Aleph Zero announces ZK-privacy layer with ‘subsecond’ proving times
Switzerland-based blockchain startup Aleph Zero has launched a testnet for its ZK-privacy layer-2 solution zkOS capable of achieving “subsecond proving times.”
Aleph Zero, a Swiss firm focused on developing privacy-first blockchain solutions, is launching the developer testnet for its Aleph Zero EVM layer-2 solution known as zkOS, which is capable of achieving “subsecond proving times” compared to minutes in other solutions.
Built in partnership with Gelato, a Rollup-as-a-Service provider, zkOS leverages Arbitrum Anytrust DAC, a permissioned set of parties responsible for enforcing data availability in an Arbitrum AnyTrust Protocol chain.

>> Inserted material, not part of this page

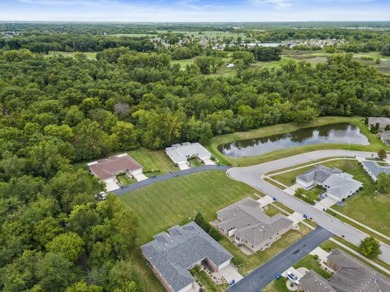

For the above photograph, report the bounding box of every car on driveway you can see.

“Privacy will become a major narrative in 2024 and beyond, as more mainstream use cases emerge,” said Gelato founder Luis Schliesske.
The network claims to be capable of generating a block in under 250ms with “near-instant transaction finality,” thereby processing “thousands of transactions per second,” a press release shared with crypto.news reads. The developer mainnet is slated for release in Q3 2024, with further advanced features expected to be available by Q1 2025.

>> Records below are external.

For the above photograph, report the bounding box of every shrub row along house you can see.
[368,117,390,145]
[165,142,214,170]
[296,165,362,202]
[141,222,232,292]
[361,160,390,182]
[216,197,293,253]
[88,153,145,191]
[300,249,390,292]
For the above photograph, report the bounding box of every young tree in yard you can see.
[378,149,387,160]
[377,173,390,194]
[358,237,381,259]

According to the Zug-headquartered firm, initial benchmarks show zkOS zero-knowledge proofs can be executed “in 600-800 ms on MacBooks (M1-M3 processors) using browsers like Safari or Chrome.”
Founded in early 2018, Aleph Zero aims to empower the creation of high-speed and confidential decentralized applications. The company has successfully raised over $14 million through pre-seed and seed funding rounds, alongside community and public sales of its AZERO tokens.